Marianne & Leonard: Words of Love
(USA/UK, 97 min.)
Dir. Nick Broomfield
Nick Broomfield has rightfully earned an obnoxious reputation for injecting himself into every story he tells. (Watch his take on Tupac for the most egregious example of this crime.) It’s all the more ironic then that Marianne & Leonard seems to be his most effective turn at having the focus stay largely on the central protagonists, given that there is actually is an intimate connection between filmmaker and subject.
The story of the love between Leonard Cohen and his muse Marianne Ihlen resulted in some of the greatest works of popular culture. The film does a lovely job of presenting the struggling Leonard being buttressed by his exotic and supportive muse Marianne whole making his life warmer on the Greek island of Hydra. The fact that Broomfield himself had a contemporaneous love affair with Marianne, and she was the cause of him pursuing filmmaking, is a fact that the director deals with relatively quickly and without too much distraction.

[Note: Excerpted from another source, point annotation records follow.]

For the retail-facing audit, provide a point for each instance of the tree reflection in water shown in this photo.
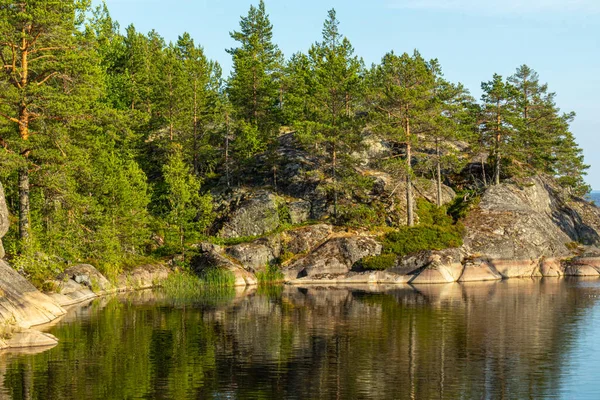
(509, 339)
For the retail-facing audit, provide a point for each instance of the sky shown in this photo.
(472, 39)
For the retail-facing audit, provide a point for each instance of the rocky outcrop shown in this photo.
(3, 219)
(21, 307)
(335, 257)
(213, 256)
(256, 255)
(255, 215)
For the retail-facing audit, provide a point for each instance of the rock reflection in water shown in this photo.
(480, 340)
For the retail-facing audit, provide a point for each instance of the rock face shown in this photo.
(256, 255)
(3, 219)
(254, 216)
(21, 307)
(213, 256)
(335, 257)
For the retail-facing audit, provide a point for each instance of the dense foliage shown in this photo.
(109, 138)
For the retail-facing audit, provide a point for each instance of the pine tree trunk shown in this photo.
(498, 138)
(334, 174)
(24, 225)
(410, 217)
(195, 158)
(227, 150)
(439, 174)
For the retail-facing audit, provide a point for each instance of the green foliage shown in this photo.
(361, 215)
(217, 277)
(283, 212)
(380, 262)
(185, 286)
(408, 240)
(464, 202)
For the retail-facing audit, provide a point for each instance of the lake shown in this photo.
(508, 339)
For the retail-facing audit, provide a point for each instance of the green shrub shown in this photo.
(380, 262)
(217, 277)
(283, 211)
(362, 215)
(463, 203)
(184, 286)
(271, 274)
(409, 240)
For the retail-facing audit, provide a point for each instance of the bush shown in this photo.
(409, 240)
(380, 262)
(463, 203)
(361, 215)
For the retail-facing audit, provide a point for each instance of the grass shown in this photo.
(183, 286)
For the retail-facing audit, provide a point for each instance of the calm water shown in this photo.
(516, 339)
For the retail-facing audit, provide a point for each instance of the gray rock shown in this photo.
(299, 211)
(337, 256)
(87, 275)
(255, 216)
(212, 258)
(519, 223)
(254, 256)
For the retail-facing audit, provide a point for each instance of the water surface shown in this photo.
(510, 339)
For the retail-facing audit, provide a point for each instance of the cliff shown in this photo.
(529, 229)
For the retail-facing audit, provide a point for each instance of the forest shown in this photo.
(114, 143)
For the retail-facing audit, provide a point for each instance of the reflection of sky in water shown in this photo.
(581, 379)
(520, 338)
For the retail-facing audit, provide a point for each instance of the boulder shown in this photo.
(21, 303)
(143, 277)
(88, 276)
(212, 256)
(4, 222)
(254, 256)
(518, 223)
(551, 267)
(299, 211)
(337, 256)
(254, 216)
(479, 271)
(305, 239)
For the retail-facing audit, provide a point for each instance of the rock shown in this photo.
(87, 275)
(212, 258)
(254, 256)
(4, 222)
(479, 271)
(299, 211)
(337, 256)
(551, 267)
(143, 277)
(254, 216)
(21, 303)
(305, 239)
(517, 223)
(517, 268)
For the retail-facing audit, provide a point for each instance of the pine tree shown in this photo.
(403, 88)
(254, 87)
(499, 125)
(44, 56)
(336, 86)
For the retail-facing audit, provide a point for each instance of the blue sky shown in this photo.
(472, 39)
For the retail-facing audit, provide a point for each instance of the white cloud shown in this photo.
(502, 7)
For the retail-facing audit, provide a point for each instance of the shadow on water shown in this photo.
(509, 339)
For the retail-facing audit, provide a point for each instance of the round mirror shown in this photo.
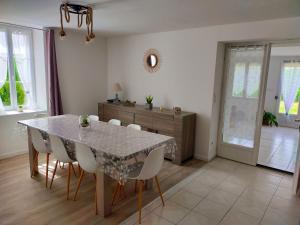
(151, 60)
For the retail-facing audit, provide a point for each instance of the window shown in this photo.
(246, 80)
(290, 87)
(16, 69)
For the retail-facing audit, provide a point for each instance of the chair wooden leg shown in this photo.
(96, 204)
(73, 169)
(78, 184)
(69, 177)
(135, 186)
(53, 173)
(140, 200)
(158, 187)
(116, 193)
(79, 169)
(123, 191)
(35, 162)
(47, 166)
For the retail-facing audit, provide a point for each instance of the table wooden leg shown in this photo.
(148, 184)
(32, 156)
(104, 189)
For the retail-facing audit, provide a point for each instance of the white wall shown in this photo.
(82, 72)
(273, 84)
(188, 69)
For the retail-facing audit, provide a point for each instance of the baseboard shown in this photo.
(201, 157)
(12, 154)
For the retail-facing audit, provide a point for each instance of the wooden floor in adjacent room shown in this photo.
(24, 200)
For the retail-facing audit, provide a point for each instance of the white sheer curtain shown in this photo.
(21, 54)
(290, 82)
(3, 62)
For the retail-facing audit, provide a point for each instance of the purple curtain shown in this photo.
(55, 102)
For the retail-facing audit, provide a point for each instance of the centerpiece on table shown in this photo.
(84, 121)
(149, 100)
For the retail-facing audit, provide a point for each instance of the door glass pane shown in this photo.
(22, 68)
(253, 80)
(240, 113)
(5, 92)
(239, 80)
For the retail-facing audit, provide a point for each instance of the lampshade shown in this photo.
(117, 87)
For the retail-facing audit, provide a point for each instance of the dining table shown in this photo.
(115, 148)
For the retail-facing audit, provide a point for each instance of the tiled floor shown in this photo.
(278, 148)
(224, 192)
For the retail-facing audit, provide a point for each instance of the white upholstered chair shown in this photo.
(120, 190)
(87, 162)
(60, 153)
(115, 122)
(41, 146)
(94, 118)
(152, 165)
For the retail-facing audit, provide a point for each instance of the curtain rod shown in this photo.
(15, 25)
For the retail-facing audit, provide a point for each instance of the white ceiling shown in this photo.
(286, 50)
(115, 17)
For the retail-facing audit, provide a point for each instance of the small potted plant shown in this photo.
(149, 100)
(269, 119)
(20, 108)
(84, 120)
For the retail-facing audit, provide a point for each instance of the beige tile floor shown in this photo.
(224, 192)
(278, 148)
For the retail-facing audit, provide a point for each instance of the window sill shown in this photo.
(25, 111)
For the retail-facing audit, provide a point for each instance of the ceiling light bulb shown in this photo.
(87, 39)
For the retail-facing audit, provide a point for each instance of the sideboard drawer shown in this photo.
(165, 126)
(143, 120)
(126, 117)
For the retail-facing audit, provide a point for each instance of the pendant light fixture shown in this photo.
(83, 13)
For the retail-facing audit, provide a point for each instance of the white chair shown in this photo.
(152, 165)
(115, 122)
(135, 126)
(87, 162)
(120, 190)
(41, 146)
(60, 153)
(94, 118)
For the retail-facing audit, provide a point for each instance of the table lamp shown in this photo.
(117, 88)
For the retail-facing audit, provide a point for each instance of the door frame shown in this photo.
(244, 155)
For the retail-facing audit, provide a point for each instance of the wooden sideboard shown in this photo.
(180, 126)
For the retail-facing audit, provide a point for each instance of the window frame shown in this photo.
(284, 61)
(12, 77)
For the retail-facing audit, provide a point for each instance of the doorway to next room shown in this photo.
(279, 142)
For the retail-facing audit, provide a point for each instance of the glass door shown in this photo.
(243, 96)
(289, 93)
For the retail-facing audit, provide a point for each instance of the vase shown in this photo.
(84, 121)
(149, 106)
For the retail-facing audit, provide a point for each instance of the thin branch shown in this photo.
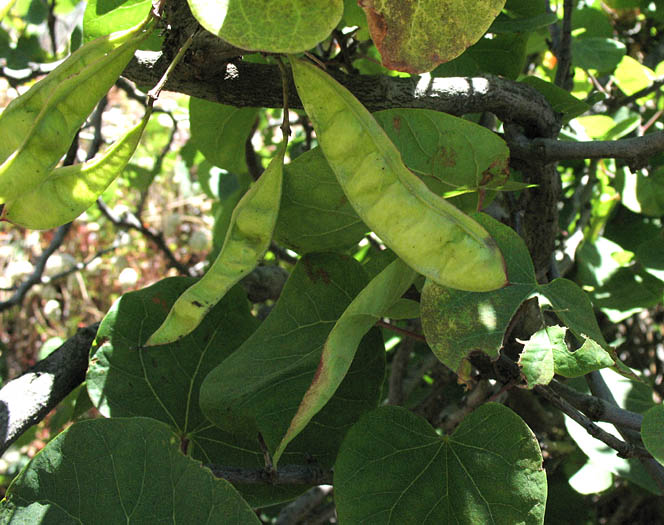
(634, 150)
(131, 222)
(398, 371)
(26, 400)
(564, 49)
(625, 450)
(302, 507)
(597, 409)
(286, 475)
(615, 103)
(36, 276)
(600, 389)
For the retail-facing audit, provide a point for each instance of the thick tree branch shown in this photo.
(243, 84)
(634, 150)
(27, 399)
(599, 388)
(625, 450)
(286, 475)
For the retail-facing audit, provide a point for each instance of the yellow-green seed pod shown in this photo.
(37, 128)
(70, 190)
(430, 234)
(247, 239)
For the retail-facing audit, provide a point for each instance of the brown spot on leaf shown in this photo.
(446, 157)
(160, 302)
(316, 273)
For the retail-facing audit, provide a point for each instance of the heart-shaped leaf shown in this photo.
(393, 468)
(120, 471)
(457, 323)
(163, 383)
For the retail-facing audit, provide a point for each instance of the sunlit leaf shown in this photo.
(126, 470)
(417, 36)
(393, 469)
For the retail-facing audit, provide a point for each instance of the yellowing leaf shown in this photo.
(416, 35)
(277, 26)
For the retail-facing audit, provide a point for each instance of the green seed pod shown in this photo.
(430, 234)
(70, 190)
(247, 239)
(37, 128)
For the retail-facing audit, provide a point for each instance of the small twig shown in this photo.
(285, 77)
(398, 370)
(36, 276)
(402, 331)
(153, 94)
(597, 409)
(269, 465)
(300, 508)
(599, 388)
(50, 22)
(625, 450)
(551, 150)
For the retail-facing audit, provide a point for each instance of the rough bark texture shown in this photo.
(27, 399)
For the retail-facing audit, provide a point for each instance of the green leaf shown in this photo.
(527, 24)
(536, 359)
(342, 342)
(277, 26)
(220, 132)
(260, 386)
(591, 356)
(314, 214)
(127, 379)
(504, 54)
(443, 150)
(561, 101)
(652, 432)
(546, 353)
(600, 54)
(417, 36)
(630, 395)
(457, 323)
(393, 468)
(573, 307)
(120, 471)
(650, 254)
(642, 193)
(403, 309)
(103, 17)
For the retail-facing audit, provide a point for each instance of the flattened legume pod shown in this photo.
(430, 234)
(247, 239)
(37, 128)
(70, 190)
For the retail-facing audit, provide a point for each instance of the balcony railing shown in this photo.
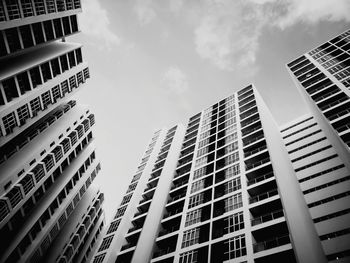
(271, 243)
(127, 246)
(260, 178)
(167, 231)
(256, 164)
(267, 217)
(260, 136)
(176, 197)
(263, 196)
(337, 115)
(246, 123)
(171, 213)
(256, 150)
(163, 252)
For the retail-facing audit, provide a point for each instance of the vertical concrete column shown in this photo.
(143, 251)
(305, 241)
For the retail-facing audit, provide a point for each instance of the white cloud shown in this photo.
(228, 32)
(176, 81)
(94, 23)
(313, 11)
(145, 12)
(176, 5)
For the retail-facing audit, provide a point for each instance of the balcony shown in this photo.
(333, 101)
(248, 112)
(271, 243)
(263, 196)
(267, 217)
(250, 120)
(165, 246)
(246, 100)
(260, 178)
(257, 161)
(313, 80)
(325, 93)
(258, 147)
(177, 197)
(174, 208)
(250, 129)
(319, 86)
(270, 237)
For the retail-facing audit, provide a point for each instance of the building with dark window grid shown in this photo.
(231, 186)
(325, 182)
(50, 211)
(220, 189)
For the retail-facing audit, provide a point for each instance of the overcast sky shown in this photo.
(155, 63)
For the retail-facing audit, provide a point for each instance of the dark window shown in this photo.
(26, 35)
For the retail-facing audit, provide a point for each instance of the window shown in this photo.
(233, 202)
(189, 257)
(233, 185)
(232, 158)
(201, 161)
(196, 200)
(198, 185)
(99, 258)
(46, 97)
(9, 122)
(120, 212)
(234, 223)
(202, 151)
(131, 187)
(56, 94)
(230, 148)
(232, 171)
(113, 226)
(199, 173)
(235, 247)
(23, 114)
(190, 237)
(35, 106)
(106, 242)
(193, 217)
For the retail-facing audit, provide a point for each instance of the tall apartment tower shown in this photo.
(49, 209)
(220, 189)
(325, 182)
(322, 76)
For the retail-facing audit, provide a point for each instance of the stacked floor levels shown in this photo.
(325, 182)
(47, 155)
(221, 189)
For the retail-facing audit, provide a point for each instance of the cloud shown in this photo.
(228, 32)
(94, 23)
(175, 81)
(145, 12)
(312, 11)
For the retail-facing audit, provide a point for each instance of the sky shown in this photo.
(155, 63)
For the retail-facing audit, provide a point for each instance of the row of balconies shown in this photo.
(29, 134)
(15, 195)
(46, 216)
(12, 10)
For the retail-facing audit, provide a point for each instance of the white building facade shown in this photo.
(47, 154)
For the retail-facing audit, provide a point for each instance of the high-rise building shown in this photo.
(325, 182)
(321, 146)
(323, 79)
(220, 189)
(49, 209)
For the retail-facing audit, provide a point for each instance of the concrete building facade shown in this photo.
(325, 182)
(221, 189)
(47, 154)
(231, 186)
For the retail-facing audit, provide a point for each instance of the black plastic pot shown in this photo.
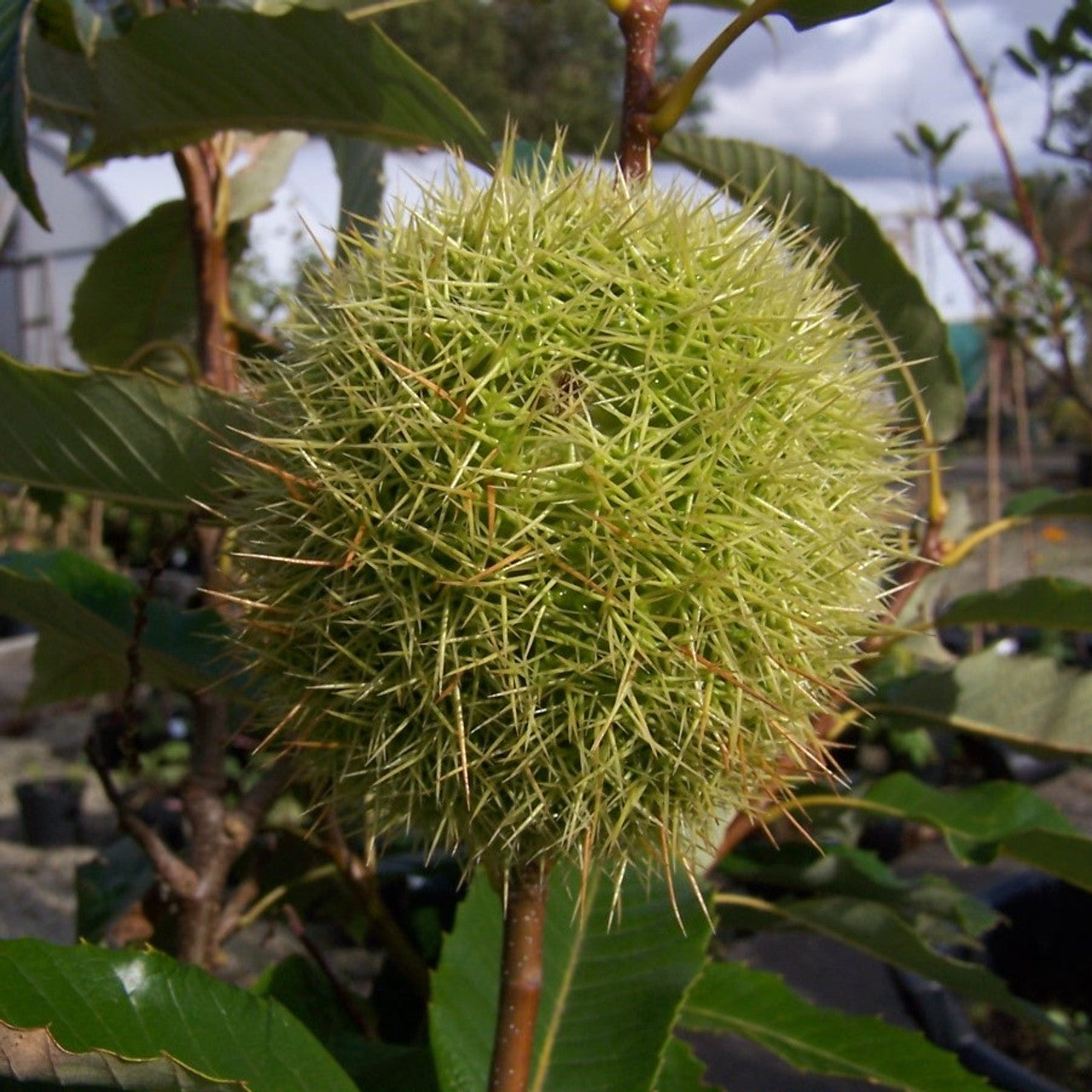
(1043, 950)
(50, 810)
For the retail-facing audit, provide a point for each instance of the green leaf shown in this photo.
(682, 1071)
(133, 439)
(601, 985)
(361, 170)
(929, 902)
(729, 997)
(85, 617)
(253, 184)
(15, 19)
(804, 15)
(1026, 700)
(139, 288)
(143, 1006)
(311, 71)
(863, 261)
(1046, 502)
(32, 1055)
(1043, 601)
(880, 932)
(998, 817)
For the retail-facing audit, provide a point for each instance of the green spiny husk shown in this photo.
(570, 507)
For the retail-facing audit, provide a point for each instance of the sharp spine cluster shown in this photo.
(570, 505)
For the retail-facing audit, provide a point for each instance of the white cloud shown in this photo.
(835, 96)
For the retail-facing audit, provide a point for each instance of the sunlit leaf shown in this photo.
(863, 262)
(145, 1007)
(133, 439)
(1042, 601)
(603, 986)
(15, 16)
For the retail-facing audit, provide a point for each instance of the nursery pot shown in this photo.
(1042, 949)
(50, 810)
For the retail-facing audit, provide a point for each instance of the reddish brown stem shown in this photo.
(521, 979)
(218, 351)
(640, 23)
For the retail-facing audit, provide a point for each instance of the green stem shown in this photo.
(682, 94)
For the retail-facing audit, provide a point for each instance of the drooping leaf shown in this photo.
(139, 288)
(1043, 601)
(33, 1055)
(601, 985)
(85, 616)
(982, 822)
(1025, 700)
(682, 1071)
(311, 71)
(729, 997)
(804, 15)
(145, 1007)
(880, 932)
(864, 261)
(15, 16)
(361, 171)
(135, 439)
(1044, 502)
(253, 184)
(931, 902)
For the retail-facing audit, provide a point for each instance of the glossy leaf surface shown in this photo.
(85, 617)
(1042, 601)
(143, 1006)
(311, 71)
(603, 986)
(128, 438)
(1025, 700)
(730, 997)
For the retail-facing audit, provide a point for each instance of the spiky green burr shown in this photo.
(570, 505)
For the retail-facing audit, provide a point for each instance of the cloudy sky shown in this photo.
(834, 96)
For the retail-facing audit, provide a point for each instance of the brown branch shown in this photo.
(202, 177)
(640, 22)
(363, 1024)
(521, 978)
(363, 882)
(985, 97)
(171, 870)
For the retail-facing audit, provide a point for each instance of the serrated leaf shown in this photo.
(864, 262)
(133, 439)
(15, 18)
(878, 931)
(682, 1071)
(1026, 700)
(1042, 601)
(253, 186)
(601, 985)
(361, 170)
(1045, 502)
(144, 1006)
(139, 288)
(33, 1055)
(981, 822)
(84, 615)
(311, 71)
(804, 15)
(729, 997)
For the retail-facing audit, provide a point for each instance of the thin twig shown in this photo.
(362, 880)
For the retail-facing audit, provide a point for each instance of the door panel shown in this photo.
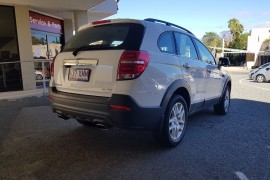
(193, 69)
(214, 76)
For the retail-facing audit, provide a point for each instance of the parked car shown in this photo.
(252, 71)
(262, 74)
(38, 75)
(137, 74)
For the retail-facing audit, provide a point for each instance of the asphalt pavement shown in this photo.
(36, 144)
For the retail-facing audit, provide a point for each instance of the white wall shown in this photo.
(25, 46)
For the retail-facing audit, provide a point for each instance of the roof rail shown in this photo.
(168, 24)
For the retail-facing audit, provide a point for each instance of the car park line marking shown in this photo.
(241, 82)
(241, 175)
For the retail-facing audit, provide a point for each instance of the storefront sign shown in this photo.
(45, 23)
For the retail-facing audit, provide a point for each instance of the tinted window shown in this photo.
(206, 56)
(166, 43)
(112, 36)
(185, 46)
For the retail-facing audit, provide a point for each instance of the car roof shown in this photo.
(167, 25)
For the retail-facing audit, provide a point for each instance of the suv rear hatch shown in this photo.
(89, 61)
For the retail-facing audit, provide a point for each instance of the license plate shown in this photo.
(78, 74)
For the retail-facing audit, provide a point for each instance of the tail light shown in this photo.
(52, 66)
(132, 64)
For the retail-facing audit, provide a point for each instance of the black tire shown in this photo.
(170, 127)
(86, 123)
(260, 78)
(222, 108)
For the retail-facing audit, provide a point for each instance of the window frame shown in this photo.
(194, 45)
(173, 41)
(199, 53)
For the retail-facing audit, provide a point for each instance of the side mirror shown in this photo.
(223, 61)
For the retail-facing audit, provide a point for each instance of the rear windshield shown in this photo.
(112, 36)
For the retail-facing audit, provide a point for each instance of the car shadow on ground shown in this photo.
(35, 145)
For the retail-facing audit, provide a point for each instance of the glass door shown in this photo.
(10, 67)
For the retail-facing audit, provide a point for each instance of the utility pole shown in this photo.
(223, 44)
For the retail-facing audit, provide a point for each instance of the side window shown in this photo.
(205, 54)
(166, 43)
(185, 46)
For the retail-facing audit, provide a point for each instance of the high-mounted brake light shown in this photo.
(101, 22)
(132, 64)
(52, 66)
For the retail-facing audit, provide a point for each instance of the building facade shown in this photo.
(257, 44)
(32, 32)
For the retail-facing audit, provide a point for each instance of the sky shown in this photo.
(199, 16)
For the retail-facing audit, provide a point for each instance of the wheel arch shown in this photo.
(178, 87)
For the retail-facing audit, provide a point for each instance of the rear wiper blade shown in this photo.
(88, 47)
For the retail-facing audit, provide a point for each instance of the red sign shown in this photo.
(45, 23)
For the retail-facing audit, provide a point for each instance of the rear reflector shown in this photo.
(101, 22)
(51, 97)
(121, 108)
(132, 64)
(52, 66)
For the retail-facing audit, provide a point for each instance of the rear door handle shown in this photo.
(186, 65)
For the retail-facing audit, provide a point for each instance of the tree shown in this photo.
(212, 39)
(240, 42)
(235, 27)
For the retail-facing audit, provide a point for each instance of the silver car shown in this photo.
(262, 74)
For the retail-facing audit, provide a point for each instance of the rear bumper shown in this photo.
(98, 108)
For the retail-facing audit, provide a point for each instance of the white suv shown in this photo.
(139, 74)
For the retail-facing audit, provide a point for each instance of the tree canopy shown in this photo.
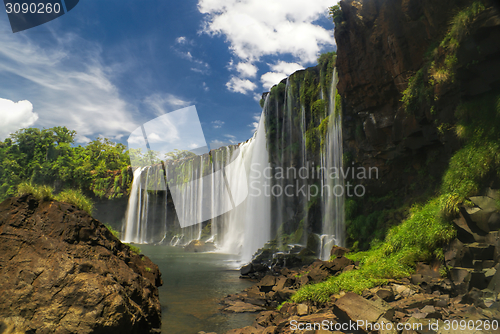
(51, 157)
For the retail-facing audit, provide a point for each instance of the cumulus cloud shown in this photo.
(15, 115)
(240, 85)
(67, 82)
(258, 28)
(164, 103)
(255, 28)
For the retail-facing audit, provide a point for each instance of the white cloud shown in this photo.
(279, 72)
(181, 40)
(163, 103)
(240, 85)
(287, 68)
(66, 81)
(217, 124)
(257, 28)
(14, 116)
(246, 70)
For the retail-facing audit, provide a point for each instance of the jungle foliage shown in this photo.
(50, 157)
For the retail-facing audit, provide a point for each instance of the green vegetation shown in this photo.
(422, 235)
(45, 193)
(336, 15)
(50, 157)
(419, 238)
(113, 231)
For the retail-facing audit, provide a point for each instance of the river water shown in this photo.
(193, 284)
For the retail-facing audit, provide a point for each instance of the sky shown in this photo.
(109, 66)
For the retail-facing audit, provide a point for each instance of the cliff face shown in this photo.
(381, 45)
(64, 272)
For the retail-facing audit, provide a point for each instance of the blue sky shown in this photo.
(108, 66)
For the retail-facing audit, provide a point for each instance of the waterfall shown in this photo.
(133, 214)
(226, 196)
(333, 223)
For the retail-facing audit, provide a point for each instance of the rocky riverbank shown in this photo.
(64, 272)
(440, 297)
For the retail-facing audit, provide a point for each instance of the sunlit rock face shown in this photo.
(381, 45)
(64, 272)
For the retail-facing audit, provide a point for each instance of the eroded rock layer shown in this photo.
(64, 272)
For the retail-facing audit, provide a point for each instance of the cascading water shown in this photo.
(220, 181)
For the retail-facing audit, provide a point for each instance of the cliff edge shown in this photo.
(64, 272)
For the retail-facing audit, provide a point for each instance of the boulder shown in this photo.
(355, 308)
(64, 272)
(495, 281)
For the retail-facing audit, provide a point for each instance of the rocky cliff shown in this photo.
(64, 272)
(382, 44)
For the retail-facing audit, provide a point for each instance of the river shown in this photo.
(193, 284)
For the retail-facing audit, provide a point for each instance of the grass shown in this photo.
(113, 231)
(45, 193)
(419, 238)
(76, 198)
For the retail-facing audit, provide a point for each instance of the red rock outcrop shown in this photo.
(64, 272)
(383, 43)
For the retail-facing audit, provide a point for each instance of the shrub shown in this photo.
(113, 231)
(76, 198)
(419, 238)
(134, 248)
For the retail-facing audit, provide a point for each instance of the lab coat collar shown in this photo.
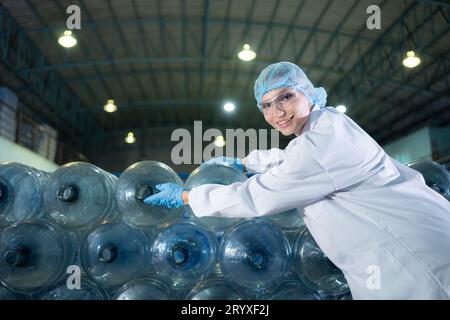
(312, 120)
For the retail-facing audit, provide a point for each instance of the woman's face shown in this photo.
(287, 110)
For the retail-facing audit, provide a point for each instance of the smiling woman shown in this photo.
(365, 210)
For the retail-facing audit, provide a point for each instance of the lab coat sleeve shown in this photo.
(298, 181)
(259, 161)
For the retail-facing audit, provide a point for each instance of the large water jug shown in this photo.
(144, 289)
(21, 193)
(114, 253)
(436, 176)
(183, 254)
(315, 269)
(80, 196)
(138, 182)
(293, 289)
(216, 288)
(34, 255)
(255, 255)
(213, 174)
(288, 220)
(87, 291)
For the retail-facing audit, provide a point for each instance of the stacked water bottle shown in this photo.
(82, 233)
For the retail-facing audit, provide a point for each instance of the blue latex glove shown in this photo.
(235, 162)
(169, 196)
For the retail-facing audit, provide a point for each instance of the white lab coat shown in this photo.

Thanks to concert footage, interesting interviews, and the magnetism of seeing Cohen on screen, Marianne and Leonard manages to provide the right balance of historical context and new insight into this tenuous idea that an artist needs a muse to kickstart creativity. This is a love story pure and simple, and thankfully Broomfield’s own love for the subject makes him all the more careful to ensure the focus remains pointed to this remarkable woman and the men with which she surrounded herself.
Marianne & Leonard opens in theatres beginning July 12.
Originally reviewed at the 2019 Sundance Film Festival.